Die Ausstellung ist nicht von ungefähr „Alleine Gegen Den Wind“ betitelt worden, denn gleich zu Beginn der Ausstellung hängt ein farbiges Blatt, das einen vom Wind zerzausten Tuschekopf (Selbstportrait) zeigt, unter dem mit Grafit der hiesige Ausstellungtitel steht.
Metaphorisch gelesen, kann man jedoch auch davon ausgehen, dass Künstler – nicht nur seiner Generation und mit seiner Geschichte – in unseren Gesellschaften sehr häufig Gegenwind verspüren und nicht nur standhaft bleiben müssen ihr jeweiliges Werk aufzubauen und zu vertreten, sondern auch wirtschaftlich, sozial zu überleben, um schließlich beharrlich um Anerkennung kämpfen zu müssen.
Chochola hat zu Lebzeiten lieber auf Ausstellungsangebote verzichtet, wenn ihm diese nicht adäquat für sein Werk erschienen.
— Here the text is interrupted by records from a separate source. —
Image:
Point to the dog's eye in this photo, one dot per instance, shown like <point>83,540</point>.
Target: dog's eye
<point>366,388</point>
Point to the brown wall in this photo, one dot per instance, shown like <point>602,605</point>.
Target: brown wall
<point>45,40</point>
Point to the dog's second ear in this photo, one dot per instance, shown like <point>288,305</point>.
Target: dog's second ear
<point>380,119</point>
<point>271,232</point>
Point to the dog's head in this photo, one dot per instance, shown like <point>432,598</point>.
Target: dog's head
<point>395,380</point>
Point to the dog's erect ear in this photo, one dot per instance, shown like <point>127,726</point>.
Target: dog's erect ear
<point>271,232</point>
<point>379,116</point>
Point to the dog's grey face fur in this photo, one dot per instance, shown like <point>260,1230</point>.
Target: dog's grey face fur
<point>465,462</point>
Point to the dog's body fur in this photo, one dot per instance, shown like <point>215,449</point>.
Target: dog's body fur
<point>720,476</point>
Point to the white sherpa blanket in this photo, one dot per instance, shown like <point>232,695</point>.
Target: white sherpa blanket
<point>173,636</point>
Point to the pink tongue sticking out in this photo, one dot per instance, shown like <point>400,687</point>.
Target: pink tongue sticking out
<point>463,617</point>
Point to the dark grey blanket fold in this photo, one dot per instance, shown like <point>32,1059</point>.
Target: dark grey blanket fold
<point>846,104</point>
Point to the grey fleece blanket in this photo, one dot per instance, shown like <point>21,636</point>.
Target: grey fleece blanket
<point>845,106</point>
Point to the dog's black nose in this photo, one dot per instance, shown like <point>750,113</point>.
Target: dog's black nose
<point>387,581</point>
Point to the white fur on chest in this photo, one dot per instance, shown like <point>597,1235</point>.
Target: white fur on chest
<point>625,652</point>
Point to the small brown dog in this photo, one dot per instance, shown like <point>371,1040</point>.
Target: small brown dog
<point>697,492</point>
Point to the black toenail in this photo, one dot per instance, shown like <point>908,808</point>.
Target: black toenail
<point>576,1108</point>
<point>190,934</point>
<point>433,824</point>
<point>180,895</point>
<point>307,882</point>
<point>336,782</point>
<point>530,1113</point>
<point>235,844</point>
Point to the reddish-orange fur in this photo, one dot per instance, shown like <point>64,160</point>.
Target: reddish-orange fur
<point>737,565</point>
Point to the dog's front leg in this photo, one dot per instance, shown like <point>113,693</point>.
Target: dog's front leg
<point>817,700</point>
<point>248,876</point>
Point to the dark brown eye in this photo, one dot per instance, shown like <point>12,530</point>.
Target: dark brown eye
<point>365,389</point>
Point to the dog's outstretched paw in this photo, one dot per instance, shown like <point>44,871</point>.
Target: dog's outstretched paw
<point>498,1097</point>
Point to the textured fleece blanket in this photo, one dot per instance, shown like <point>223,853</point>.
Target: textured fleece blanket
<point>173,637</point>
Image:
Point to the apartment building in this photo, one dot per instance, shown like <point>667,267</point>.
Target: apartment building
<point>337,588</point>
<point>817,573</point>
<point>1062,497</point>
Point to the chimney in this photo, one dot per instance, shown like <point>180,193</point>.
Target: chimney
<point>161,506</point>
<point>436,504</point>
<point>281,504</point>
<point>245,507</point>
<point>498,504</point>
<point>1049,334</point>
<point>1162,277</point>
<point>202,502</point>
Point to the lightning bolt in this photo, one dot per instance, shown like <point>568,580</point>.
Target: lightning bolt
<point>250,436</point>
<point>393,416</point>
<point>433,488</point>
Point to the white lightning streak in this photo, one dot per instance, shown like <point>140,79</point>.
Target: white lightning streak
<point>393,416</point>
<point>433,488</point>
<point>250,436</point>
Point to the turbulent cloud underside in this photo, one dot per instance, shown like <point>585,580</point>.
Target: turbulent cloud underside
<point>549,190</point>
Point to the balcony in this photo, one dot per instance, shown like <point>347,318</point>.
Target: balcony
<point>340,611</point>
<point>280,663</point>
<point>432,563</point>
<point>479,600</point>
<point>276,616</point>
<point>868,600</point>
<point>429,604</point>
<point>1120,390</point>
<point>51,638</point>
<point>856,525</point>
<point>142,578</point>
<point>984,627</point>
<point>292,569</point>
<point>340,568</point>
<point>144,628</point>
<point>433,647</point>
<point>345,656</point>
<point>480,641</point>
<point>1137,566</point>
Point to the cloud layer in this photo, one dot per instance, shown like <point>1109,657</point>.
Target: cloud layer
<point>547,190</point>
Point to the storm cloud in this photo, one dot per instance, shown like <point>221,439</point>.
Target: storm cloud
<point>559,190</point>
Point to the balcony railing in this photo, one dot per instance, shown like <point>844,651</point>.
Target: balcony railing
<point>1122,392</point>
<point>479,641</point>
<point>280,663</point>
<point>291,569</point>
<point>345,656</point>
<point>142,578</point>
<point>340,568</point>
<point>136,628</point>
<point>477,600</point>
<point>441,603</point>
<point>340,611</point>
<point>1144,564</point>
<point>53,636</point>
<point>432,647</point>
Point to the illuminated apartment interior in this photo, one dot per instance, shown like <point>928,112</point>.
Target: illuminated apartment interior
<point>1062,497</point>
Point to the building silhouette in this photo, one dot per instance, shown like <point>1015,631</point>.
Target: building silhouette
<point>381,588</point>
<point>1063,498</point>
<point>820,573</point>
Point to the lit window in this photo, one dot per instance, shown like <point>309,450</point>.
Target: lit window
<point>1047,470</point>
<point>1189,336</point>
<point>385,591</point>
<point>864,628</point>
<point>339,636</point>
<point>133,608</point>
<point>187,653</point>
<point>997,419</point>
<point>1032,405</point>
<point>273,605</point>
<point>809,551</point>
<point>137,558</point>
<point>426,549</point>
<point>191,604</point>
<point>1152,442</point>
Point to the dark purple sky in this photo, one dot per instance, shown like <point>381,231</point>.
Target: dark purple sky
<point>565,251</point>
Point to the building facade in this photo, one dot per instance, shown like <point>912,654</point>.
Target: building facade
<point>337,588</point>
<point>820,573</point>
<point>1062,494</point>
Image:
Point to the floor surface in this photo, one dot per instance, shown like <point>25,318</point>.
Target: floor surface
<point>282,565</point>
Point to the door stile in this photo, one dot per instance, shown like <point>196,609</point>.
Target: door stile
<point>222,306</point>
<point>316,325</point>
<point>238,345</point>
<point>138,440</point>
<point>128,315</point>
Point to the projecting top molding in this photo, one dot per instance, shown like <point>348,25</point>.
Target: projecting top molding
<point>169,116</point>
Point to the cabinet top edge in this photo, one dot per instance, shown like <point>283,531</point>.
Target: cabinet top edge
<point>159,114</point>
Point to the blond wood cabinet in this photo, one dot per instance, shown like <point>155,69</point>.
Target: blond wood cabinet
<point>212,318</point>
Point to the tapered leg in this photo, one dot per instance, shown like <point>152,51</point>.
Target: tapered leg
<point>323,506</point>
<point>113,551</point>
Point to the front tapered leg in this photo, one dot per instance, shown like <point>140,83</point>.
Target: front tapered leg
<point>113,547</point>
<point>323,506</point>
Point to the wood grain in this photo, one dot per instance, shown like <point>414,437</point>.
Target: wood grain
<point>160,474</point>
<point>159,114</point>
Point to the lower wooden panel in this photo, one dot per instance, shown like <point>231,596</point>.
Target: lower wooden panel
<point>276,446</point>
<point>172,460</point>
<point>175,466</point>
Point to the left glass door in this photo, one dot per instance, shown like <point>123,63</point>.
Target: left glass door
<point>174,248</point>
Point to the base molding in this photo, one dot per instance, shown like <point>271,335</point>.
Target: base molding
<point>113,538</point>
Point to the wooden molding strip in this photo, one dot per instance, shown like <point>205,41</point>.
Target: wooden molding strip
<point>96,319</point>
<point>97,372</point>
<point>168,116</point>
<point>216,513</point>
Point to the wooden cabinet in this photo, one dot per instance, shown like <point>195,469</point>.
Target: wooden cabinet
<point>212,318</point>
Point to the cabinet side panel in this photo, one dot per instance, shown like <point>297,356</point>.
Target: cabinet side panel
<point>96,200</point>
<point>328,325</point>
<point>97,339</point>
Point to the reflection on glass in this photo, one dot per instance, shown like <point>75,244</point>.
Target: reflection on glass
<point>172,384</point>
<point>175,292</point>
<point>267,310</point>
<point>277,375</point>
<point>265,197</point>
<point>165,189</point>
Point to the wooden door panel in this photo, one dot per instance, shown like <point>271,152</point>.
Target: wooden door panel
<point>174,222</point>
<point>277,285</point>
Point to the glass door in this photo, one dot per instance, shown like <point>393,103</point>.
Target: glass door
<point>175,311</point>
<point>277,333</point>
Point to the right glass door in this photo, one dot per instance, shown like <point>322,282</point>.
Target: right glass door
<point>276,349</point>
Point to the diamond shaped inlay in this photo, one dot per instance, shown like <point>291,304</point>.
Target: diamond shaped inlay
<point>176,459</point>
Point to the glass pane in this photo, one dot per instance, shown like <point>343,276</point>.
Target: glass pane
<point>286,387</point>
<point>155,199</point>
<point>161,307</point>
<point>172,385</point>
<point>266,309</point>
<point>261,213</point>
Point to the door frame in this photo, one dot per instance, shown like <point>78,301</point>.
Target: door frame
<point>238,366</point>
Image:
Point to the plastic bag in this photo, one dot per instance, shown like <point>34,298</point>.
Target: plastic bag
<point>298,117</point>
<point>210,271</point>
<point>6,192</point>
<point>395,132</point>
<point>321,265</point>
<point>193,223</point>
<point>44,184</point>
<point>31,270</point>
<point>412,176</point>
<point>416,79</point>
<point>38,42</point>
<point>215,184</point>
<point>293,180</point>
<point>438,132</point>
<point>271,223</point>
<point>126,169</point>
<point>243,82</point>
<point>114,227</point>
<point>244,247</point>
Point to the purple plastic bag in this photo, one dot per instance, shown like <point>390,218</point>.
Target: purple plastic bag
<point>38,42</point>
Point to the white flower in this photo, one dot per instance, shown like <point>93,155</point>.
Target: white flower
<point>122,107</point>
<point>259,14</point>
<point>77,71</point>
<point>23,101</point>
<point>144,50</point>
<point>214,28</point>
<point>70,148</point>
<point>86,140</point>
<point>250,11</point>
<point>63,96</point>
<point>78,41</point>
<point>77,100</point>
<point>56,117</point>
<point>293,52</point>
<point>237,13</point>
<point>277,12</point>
Über diese Übersichtsschau hätte sich der Künstler unter Garantie gefreut!
Die sehenswerte und gut von Michi Graf und Jo Kühmstedt kuratierte Ausstellung zeigt eine Auswahl seiner Skulpturen, Bilder und Zeichnungen, die einen Einblick in sein vielfältiges künstlerisches Schaffen gibt.
Auf vielen Sockeln stehen die Bronzegüsse von stilisierten Köpfen, Masken, Figuren und Tierplastiken die man wegen ihrer Größe als sogenannte Tischskulpturen kategorisieren könnte. Auffallend sind in František Chocholas Werken viele kleine Feinheiten, polierte neben rohen Gussflächen, Schießscharten statt Augen, Sehschlitze in helmartigen Köpfen, die an Rüstungen erinnern sowie die runden Formen. Manchmal gibt es Ein- und Durchschüsse von Kugeln, als ob es sich um ein archäologisches Artefakt handle. Die gebrochen Helmpanzer verweisen auf die gebrochenen Persönlichkeiten. Die Toten des Aufstands von 1968 in Prag, die Verhöre und Ausstellungsverbote für Künstler als eine der Folgen der kommunistischen Repression, der Schmerz über den Verlust des Heimatlandes, all das klingt in den Werken mit.
Hero II, Bronze, 1983. Foto: Jo Kühmstedt
Chocholas Menschenbild zeigt sich in seinen bronzenen und hölzernen Figuren als Mischung der Moderne, tschechischer und deutscher Einflüsse. Man sieht außerdem: er ist formal Kind der Auffassungen der Kunstszene und Formsprache der 1970er Jahre.
Gegenüber des Galerieeingangs steht darüber hinaus eine große Plastik, die für den Außerraum geeignet wäre, eine auf dem Kopf stehende radschlagende, fröhliche Figur. Hier ist der Künstler ganz spielerisch und gleichzeitig elegant und akrobatiisch locker vorgegangen.
„Die Retrospektive will nicht nur eine Würdigung des künstlerischen Lebenswerks von František Chochola sein, sondern ihm auch seinen gebührenden Platz in der Kunstwelt geben. So stellt die Ausstellung einen wichtigen Beitrag zum kulturellen Erbe der Stadt Hamburg dar und erinnert gleichzeitig an einen Künstler, dessen Werke durch seine Emigration und die damit verbundenen Erfahrungen stark geprägt wurden“, heißt im Ankündigungstext zur Ausstellung.
František Chochola: Alleine Gegen den Wind
Zu sehen bis 31. Dezember 2024 in der The Yard Gallery (TONALi Campus), Kleiner Kielort 6 (Hinterhof), in 20144 Hamburg
Unterstützt von der Goralczyk-Stiftung.
Weitere Informationen (Galerie)
Es ist ein Katalog zur Ausstellung erschienen.